El creyente perfecto es aquel que, debido a su constante alabanza al Real (al-Ḥaqq), permanece alejado de estar agradecido a su propio nafs (el ego / alma inferior), y que, al estar continuamente ocupado con los derechos de Allah (ḥuqūq Allāh), no encuentra tiempo para recordar los placeres de su nafs.
Traducción Poética
El creyente perfecto es aquel que, sin cesar de alabar a la Verdad Suprema,
Permanece ocupado sin describir ni agradecer a su propio nafs,
Y que, al erguirse y aspirar a cumplir los derechos de Allah,
Permanece ocupado sin recordar sus propias obras.
Explicación
La alabanza (sanāʾ) consiste en describir a Janāb-i Hudā (el Señor) con bellos atributos. Estar agradecido al nafs (nafs) significa atribuir las obras justas y los estados loables al propio nafs. Por ejemplo, decir: “He realizado la oración, he ayunado, he ido a la peregrinación, he dado caridad y zakat.” Sin embargo, en todos estos actos mencionados y sus semejantes, el verdadero agente y autor es Allah, el Altísimo. El ser humano es únicamente el lugar donde se manifiestan estos actos de Allah. Por lo tanto, el murīd (discípulo) negligente que atribuye estos actos a su propio nafs y muestra egocentrismo, y que se alaba a sí mismo con los actos de Allah, no puede ser ni un creyente perfecto ni alguien que verdaderamente alabe a Allah, el Altísimo. El significado de recordar los placeres del nafs es que el murīd piense que, como resultado de sus actos de adoración, entrará en el Paraíso. Este pensamiento es contrario al cumplimiento de los derechos de Allah (ḥuqūq Allāh). Pues cumplir los derechos de la señoría (rubūbiyya) consiste en que los siervos realicen sus deberes y actos de adoración a Allah sin esperar ninguna recompensa para su nafs, como entrar en el Paraíso. Porque la servidumbre y la adoración son, desde la pre-eternidad hasta la post-eternidad, el derecho esencial de Allah, el Altísimo, y que una persona las restrinja por sus propios intereses personales y los placeres de su nafs nunca puede estar de acuerdo con el principio de la servidumbre.
Así, de esta exposición se entiende que un creyente verdaderamente ocupado en cumplir los derechos de Allah nunca recordará ni buscará los placeres de su propio nafs, y más bien, al quedar completamente aniquilado (fanāʾ) de tales deseos, debe atribuir todas las cosas a su verdadero Originador, Allah, el Altísimo.

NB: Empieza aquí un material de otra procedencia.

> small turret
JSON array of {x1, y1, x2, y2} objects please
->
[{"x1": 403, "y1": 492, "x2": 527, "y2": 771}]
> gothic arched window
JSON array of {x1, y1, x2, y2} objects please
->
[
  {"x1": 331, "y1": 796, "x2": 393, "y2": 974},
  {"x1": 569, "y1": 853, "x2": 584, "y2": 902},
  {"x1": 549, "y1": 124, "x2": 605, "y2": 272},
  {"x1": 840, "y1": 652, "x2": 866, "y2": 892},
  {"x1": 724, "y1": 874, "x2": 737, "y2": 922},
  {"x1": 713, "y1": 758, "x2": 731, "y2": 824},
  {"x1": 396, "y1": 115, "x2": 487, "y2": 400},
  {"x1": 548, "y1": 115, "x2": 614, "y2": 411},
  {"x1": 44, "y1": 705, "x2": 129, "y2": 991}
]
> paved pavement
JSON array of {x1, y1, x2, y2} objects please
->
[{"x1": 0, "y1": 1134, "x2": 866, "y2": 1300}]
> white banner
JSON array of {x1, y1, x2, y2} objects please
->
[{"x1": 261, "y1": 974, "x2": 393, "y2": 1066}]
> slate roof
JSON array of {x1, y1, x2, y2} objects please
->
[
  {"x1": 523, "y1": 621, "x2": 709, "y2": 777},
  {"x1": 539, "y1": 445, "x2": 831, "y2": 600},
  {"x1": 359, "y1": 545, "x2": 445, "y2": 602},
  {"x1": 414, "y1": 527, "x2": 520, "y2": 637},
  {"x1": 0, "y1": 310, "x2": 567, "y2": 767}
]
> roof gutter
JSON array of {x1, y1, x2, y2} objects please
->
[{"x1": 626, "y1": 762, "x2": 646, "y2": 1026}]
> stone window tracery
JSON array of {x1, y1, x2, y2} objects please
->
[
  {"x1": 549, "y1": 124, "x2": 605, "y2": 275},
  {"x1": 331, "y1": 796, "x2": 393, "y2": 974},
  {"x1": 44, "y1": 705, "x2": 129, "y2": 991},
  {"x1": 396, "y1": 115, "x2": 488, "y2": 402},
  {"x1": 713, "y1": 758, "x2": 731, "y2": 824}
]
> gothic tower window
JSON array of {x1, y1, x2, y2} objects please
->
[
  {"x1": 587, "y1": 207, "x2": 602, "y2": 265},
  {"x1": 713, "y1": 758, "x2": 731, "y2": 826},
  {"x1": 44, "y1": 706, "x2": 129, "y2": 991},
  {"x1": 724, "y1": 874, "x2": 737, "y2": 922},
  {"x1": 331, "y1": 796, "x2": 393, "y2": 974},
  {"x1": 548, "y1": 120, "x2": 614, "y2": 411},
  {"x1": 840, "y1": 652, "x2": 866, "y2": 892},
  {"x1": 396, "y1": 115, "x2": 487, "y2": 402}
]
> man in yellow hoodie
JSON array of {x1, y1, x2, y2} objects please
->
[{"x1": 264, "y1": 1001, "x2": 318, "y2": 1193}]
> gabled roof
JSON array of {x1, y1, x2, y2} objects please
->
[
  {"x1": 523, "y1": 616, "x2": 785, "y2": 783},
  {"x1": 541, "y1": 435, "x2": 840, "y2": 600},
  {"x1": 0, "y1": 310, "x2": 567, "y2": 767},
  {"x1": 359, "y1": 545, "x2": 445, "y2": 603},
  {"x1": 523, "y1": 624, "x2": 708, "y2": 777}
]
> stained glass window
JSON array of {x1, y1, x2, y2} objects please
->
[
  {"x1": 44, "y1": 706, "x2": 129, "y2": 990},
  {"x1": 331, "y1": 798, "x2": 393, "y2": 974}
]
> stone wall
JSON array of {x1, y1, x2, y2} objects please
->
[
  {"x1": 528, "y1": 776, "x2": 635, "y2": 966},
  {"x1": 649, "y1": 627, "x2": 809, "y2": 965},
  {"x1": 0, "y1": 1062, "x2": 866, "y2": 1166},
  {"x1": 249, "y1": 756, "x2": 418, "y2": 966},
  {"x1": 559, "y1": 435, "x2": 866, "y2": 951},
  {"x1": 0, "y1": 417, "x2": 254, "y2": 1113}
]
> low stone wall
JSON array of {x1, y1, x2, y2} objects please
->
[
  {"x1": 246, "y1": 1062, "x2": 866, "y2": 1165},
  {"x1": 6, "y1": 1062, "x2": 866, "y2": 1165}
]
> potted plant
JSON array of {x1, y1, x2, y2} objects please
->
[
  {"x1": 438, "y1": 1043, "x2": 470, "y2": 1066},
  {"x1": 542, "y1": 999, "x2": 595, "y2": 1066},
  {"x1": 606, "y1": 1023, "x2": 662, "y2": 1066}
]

Entre quienes alcanzaron esta elevada maqām (estación espiritual) se encuentra Rābiʿa al-ʿAdawiyya, quien en una de sus súplicas dijo: “¡Oh mi Señor! No te he adorado por esperanza en el Paraíso ni por temor al Infierno. Mi adoración hacia Ti consiste únicamente en cumplir los deberes de la servidumbre y los derechos de la señoría.” Así, ella impartió una lección de maʿrifa (el conocimiento de Dios) conforme a esta sabiduría.